I have always been an avid reader and writer since middle school. I spent a lot of time during the summers making weekly trips to the library to check out Judy Blume books, The Little Boxcar Children and other works that caught my attention. My love for reading expanded to my love for writing and I wrote many short stories throughout my adolescent years only sharing a few with my mother.

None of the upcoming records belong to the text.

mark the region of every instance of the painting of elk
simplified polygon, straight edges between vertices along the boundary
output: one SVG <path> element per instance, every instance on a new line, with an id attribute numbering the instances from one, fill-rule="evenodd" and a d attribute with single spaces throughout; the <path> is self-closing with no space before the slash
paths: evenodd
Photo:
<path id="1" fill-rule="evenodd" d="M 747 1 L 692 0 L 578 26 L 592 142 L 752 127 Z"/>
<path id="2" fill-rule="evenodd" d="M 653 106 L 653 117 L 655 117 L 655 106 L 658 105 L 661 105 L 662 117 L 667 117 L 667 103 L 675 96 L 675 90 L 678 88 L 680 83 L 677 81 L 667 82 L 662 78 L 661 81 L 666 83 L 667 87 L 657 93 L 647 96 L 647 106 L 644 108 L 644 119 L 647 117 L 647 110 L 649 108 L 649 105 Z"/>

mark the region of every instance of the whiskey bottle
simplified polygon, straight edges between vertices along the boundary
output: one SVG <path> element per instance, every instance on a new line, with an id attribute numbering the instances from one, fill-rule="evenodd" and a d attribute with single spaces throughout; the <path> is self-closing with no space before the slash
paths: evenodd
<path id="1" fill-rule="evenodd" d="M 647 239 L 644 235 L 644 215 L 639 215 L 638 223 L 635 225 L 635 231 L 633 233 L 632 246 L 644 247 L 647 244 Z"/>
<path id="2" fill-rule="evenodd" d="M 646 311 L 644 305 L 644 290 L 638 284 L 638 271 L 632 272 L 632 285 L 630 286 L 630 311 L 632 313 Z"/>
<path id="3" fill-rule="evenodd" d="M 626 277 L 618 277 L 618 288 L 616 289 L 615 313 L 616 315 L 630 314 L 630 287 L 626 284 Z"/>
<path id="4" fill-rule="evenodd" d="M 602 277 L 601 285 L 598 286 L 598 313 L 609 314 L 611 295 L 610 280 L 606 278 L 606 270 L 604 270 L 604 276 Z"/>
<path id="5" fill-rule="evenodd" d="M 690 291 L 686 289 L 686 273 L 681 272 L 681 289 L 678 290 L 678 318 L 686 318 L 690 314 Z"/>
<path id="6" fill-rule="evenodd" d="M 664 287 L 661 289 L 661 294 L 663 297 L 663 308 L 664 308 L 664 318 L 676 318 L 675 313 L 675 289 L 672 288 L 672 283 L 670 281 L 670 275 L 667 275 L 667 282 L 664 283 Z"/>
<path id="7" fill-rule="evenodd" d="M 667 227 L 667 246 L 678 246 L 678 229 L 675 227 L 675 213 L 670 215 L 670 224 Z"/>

The love for reading and writing followed me throughout my life, and I found myself immersed into the works of Toni Morrison, BeBe Campbell Moore, Terri McMillan, and E. Lynn Harris to name a few. The latter whom I had the pleasure of attending a book signing for his work, If This World Were Mine. I would finish each book with the strongest desire to write my own. I love words. I love stories. I love to tell stories using words so why not write my own. FEAR!!! I was fearful of so many things and would often question if I were talented enough to write a book and have others enjoy it. Would it be a flop and my book would be filed in "File Drawer Z" never to be picked up again. I turned my back on fear and finished my first novel in 2010 after my divorce. It was loosely based on my life experiences up to that point and the turmoil of being married to a narcissist. My plans were to publish it but as time went by, I opted not to as I felt it served its purpose which was therapy for me. Writing that book was my outlet to get all my feelings and emotions on paper and assign them to characters in a book. Reading it gave me an outer body experience. I lived it, I survived, and life was better than ever so why publish it when the purpose was for me to heal.
I continued to dabble in writing by writing short poems and stories. Writing and words became my best friend that I turned it into a side hustle that I still do to this day by writing policy and procedure manuals and other written work for human service agencies. I could not fight my love for the written word any longer so in 2018 I decided to sit down and finally pen my first book to be published. I did not sit down and write a draft of what I wanted the book to be about. I did not come up with a plot and scheme beforehand. I literally sat down and free flowed the entire book. No plan, drafts or bullet points. The entire book, Second Fridays: Sip & Pain, was a work of magic. It flowed from my brain to my fingertips as I typed each word. The characters lived in me presented their story to me each time I sat down behind my laptop.
When the book was finished, I was plagued with another fear which was publishing it during the COVID 19 pandemic. I lost sleep many of nights thinking that publishing it at that time would not be a good idea. COVID was wreaking havoc on the world and here I was considering releasing my work and hoping that others would support and buy it. I decided to release it and I am glad that I did because despite the pandemic it was a success and the feedback was fuel for me to keep going. It was at this point that I adopted a new motto which is, “As long as I have breath, I am doing it,”
For a first-time published author, this process was daunting but worth it to see my name on the cover of a completed book of work that I wrote. I hope you enjoy my debut novel as much as I enjoyed writing it and I promise you it will not be my last because there is no way I can let Derrick get off like that without karma paying him a visit. Stay tuned as there is more to come.
Tammie, your soon to be favorite author.